Повторяя последние написанные строчки, он искал продолжение.

«То было время (IV век до Рождества Христова), когда Пифей и Эвтимен, удалые сыны Массалии Фокейской, направили свои корабли, первый — к белым берегам Скандинавии, второй — к черному Сенегалу…»

Солнце палило крыши, перегретый воздух вскипал на черепице. Ноздри щекотали запахи масла для жарки, базилика, древесного угля.

Как большинство человеческих жизней, особняк Мондесов имел два фасада, обращенных в разные миры. Парадный выходил на платаны и благородные жилища аллеи Леона Гамбетта, некогда аллеи Капуцинов, которую марсельская аристократия упрямо называла просто Аллеей. Комнаты для приема, гостиные располагались на этой стороне. Из задней же части дома открывался вид на лабиринт грязных двориков, убогих, заселенных кустарями пристроек, на чудом сохранившиеся клочки зелени, на завешанные бельем окна и черноватые стены с решетчатыми шкафчиками для провизии, где оседала вся копоть вокзала Сен-Шарль.

Сорок два труда Огюстена де Мондеса, почетного каноника, родились пред этим горизонтом.

«…открывая таким образом, с самой глубокой древности, морские пути для торговли нашего пышного и предприимчивого города».

За двориками, на узкой террасе дома, казавшегося чистым среди множества облезлых поверхностей, появилась молодая смуглая женщина в пестром халате. Посмотрев на небо, она расстелила белый с оранжевыми полосами матрас и со спокойным бесстыдством улеглась голышом на живот.

«А! Уже полдень», — сказал себе каноник.

Ибо эта черноволосая незнакомка с позлащенными солнцем формами была не менее пунктуальна, чем бронзовый человечек с молоточком в башенных часах. Весь квартал проверял по ней время, и никто не возмущался.

Так что все было в порядке, день походил на все прочие.

Каноник мог быть доволен этим утром. Отслужив мессу в церкви Реформатов[149], потом перекусив молочной булочкой и чашкой черного кофе, он уже исписал своим мелким размеренным почерком шесть листочков — плотными, как нотные линейки, строчками без единой помарки…

«Огюстен никогда не вычеркивает», — любила хвастаться его сестра Эме, словно для семьи это было предметом особой гордости.

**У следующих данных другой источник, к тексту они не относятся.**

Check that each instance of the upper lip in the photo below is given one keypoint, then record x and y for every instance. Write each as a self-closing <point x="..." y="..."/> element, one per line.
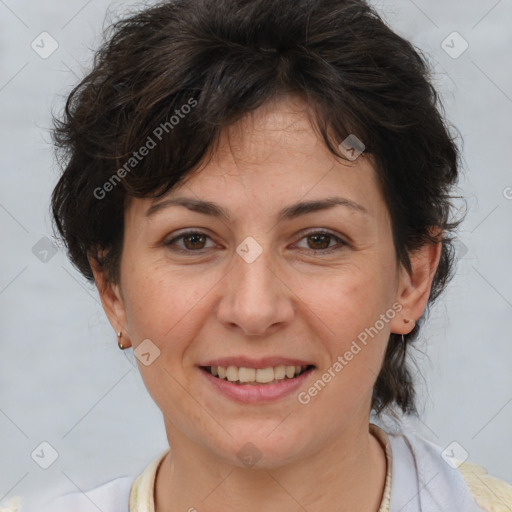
<point x="265" y="362"/>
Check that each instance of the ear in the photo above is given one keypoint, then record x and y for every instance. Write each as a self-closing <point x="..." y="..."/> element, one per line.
<point x="414" y="287"/>
<point x="111" y="299"/>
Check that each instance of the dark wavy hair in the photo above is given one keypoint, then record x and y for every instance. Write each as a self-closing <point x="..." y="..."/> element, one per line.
<point x="226" y="58"/>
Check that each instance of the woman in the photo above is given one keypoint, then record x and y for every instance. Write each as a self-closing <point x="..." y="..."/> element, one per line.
<point x="261" y="193"/>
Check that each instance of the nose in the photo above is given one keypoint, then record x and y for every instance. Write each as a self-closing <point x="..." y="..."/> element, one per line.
<point x="256" y="298"/>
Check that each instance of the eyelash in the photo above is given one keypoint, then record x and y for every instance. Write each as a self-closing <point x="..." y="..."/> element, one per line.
<point x="306" y="235"/>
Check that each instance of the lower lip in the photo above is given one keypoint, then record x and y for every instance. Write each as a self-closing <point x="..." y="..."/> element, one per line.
<point x="257" y="393"/>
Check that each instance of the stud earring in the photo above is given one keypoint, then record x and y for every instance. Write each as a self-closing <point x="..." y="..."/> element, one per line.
<point x="119" y="344"/>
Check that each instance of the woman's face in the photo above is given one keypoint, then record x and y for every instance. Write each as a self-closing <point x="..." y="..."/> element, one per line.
<point x="270" y="284"/>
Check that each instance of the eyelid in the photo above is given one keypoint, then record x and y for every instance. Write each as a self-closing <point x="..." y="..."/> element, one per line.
<point x="313" y="231"/>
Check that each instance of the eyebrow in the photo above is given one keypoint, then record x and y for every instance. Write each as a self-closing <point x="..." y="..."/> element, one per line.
<point x="288" y="213"/>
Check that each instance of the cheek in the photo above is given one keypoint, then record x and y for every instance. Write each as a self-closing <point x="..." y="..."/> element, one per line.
<point x="164" y="303"/>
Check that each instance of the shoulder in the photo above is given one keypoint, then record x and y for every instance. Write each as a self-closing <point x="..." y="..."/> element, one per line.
<point x="111" y="496"/>
<point x="491" y="493"/>
<point x="452" y="478"/>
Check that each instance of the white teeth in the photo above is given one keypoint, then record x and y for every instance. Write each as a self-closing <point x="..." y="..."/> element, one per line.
<point x="264" y="375"/>
<point x="260" y="375"/>
<point x="232" y="373"/>
<point x="246" y="374"/>
<point x="280" y="372"/>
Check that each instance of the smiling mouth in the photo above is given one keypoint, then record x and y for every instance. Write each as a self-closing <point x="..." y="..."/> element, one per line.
<point x="244" y="376"/>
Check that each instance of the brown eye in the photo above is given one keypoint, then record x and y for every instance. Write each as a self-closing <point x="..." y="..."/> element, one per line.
<point x="320" y="241"/>
<point x="194" y="241"/>
<point x="191" y="242"/>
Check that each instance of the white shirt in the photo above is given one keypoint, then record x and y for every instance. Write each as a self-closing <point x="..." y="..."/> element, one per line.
<point x="418" y="479"/>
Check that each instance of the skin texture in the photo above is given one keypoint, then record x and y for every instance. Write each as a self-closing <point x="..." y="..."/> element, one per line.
<point x="295" y="300"/>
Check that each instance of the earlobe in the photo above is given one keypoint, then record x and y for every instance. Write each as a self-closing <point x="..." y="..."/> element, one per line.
<point x="414" y="287"/>
<point x="111" y="299"/>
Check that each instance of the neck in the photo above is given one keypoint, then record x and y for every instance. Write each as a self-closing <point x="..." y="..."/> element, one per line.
<point x="347" y="475"/>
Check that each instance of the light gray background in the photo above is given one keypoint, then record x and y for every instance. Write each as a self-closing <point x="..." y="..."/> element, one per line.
<point x="63" y="379"/>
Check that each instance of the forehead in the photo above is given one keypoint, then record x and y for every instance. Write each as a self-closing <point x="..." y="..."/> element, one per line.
<point x="273" y="157"/>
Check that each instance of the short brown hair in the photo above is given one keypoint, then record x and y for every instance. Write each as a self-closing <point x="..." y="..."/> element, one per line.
<point x="227" y="58"/>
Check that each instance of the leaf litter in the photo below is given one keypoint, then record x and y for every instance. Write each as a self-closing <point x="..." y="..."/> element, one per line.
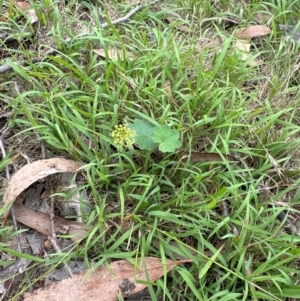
<point x="121" y="277"/>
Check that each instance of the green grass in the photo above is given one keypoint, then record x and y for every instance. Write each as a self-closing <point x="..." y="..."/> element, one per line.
<point x="219" y="104"/>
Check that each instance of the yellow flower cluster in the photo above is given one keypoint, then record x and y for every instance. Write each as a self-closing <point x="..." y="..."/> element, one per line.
<point x="123" y="136"/>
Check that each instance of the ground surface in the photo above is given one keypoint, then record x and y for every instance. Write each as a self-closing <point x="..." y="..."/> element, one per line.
<point x="223" y="183"/>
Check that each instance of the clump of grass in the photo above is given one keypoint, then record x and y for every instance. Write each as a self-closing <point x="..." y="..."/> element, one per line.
<point x="149" y="203"/>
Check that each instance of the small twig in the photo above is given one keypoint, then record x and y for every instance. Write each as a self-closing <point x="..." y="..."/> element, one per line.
<point x="53" y="51"/>
<point x="52" y="238"/>
<point x="12" y="211"/>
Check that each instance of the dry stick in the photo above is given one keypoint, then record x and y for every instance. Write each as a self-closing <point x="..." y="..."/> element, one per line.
<point x="52" y="238"/>
<point x="12" y="211"/>
<point x="52" y="51"/>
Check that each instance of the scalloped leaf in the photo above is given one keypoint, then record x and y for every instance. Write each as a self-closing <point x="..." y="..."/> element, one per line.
<point x="167" y="138"/>
<point x="143" y="132"/>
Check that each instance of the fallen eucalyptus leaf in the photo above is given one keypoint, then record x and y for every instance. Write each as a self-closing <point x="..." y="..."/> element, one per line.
<point x="105" y="284"/>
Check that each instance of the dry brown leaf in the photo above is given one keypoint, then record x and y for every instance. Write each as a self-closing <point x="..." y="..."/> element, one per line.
<point x="115" y="54"/>
<point x="181" y="27"/>
<point x="40" y="221"/>
<point x="32" y="172"/>
<point x="252" y="31"/>
<point x="262" y="18"/>
<point x="105" y="284"/>
<point x="29" y="12"/>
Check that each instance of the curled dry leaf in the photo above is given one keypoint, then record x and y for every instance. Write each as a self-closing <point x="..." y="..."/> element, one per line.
<point x="29" y="12"/>
<point x="105" y="284"/>
<point x="40" y="221"/>
<point x="115" y="54"/>
<point x="252" y="31"/>
<point x="32" y="172"/>
<point x="262" y="18"/>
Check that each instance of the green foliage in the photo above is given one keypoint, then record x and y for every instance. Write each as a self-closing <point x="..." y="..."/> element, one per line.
<point x="149" y="136"/>
<point x="144" y="131"/>
<point x="185" y="89"/>
<point x="166" y="138"/>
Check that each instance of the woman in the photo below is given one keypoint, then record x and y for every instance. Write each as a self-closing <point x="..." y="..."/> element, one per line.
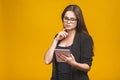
<point x="75" y="37"/>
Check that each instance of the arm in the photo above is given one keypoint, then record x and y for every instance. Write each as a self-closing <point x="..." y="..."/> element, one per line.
<point x="49" y="54"/>
<point x="86" y="55"/>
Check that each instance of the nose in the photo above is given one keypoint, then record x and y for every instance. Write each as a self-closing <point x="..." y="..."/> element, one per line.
<point x="68" y="21"/>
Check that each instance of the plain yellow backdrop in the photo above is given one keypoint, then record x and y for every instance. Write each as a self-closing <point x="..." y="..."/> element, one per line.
<point x="27" y="28"/>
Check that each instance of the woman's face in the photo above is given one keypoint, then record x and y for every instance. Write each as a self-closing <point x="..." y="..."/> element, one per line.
<point x="69" y="21"/>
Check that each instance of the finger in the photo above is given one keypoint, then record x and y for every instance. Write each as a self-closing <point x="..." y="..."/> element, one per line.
<point x="63" y="57"/>
<point x="72" y="56"/>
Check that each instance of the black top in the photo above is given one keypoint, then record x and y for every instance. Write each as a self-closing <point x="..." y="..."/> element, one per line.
<point x="82" y="50"/>
<point x="63" y="69"/>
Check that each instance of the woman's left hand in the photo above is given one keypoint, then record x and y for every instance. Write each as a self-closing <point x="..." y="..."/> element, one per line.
<point x="68" y="59"/>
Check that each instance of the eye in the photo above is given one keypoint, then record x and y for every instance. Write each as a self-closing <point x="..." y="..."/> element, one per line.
<point x="72" y="19"/>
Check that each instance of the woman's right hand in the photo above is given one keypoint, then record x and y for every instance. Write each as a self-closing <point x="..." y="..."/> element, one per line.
<point x="61" y="35"/>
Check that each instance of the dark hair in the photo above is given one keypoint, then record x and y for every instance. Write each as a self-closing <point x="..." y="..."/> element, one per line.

Каноник удостоверился, что обе двери кабинета закрыты, хотя перед началом работы всегда запирал их на ключ, но, хорошо себя зная, не доверял своей рассеянности.

Он придвинул дубовую лесенку к шедевру некоего провансальского краснодеревщика — большущему шкафу с антресолями в стиле Ренессанс, такому красивому, что с него даже сделали почтовую открытку. Подобрав сутану и обнажив фиолетовые кальсоны, настоящие кальсоны прелата, целую партию которых его сестра Эме закупила на распродаже, когда обанкротилась одна специализированная фирма — «Если бы Огюстен захотел, он бы запросто мог стать епископом; к тому же под сутаной не видно…», — каноник вскарабкался на нее и открыл дверцы верхней части шкафа.

Тяжелые тома с золотым обрезом, переплетенные в красный сафьян, недавние брошюры по пятьдесят су, буклеты, сборники, компиляции, пачки корректур, рукописи — все полное собрание его сочинений было напихано туда в величайшем беспорядке. С трудом представлялось, что одна и та же рука могла одинаково непринужденно написать этюд о рассеянии мощей святого Ферреоля, школьный учебник для молодых слепцов, детальную опись мустьерского фаянса, принадлежавшего маркизу де Пигюссу, антологию евхаристической литературы или что одна и та же мысль могла одинаково заинтересоваться арлезианскими хлебницами, традиционной постановкой пятиактных пасторалей, Дельфийским оракулом, «путем пряностей» XIV века и, наконец, сдержанными объятиями в христианском браке.

Однако именно так обстояло дело с каноником де Мондесом, чьей специальностью было не иметь никакой: он мог писать о чем угодно при условии, что ему дадут тему. Издатели, обосновавшиеся в различных городах провинции и совершенно неизвестные широкой публике, часто обращались к нему, никогда не встречая ни отказа, ни задержки, ни разочарования. Каноник пополнял «зависшие» серии, продолжал за собственный счет незавершенные труды слишком самонадеянных или преждевременно скончавшихся авторов. Ничто не могло его отвратить. Его шедевр, четырехтомный «Словарь сокровищ провансальских церквей» (увенчанный Французской Академией), в течение сорока лет обеспечивал ему в литературе и обществе Марселя выдающееся место, которое никто и не покушался у него оспаривать.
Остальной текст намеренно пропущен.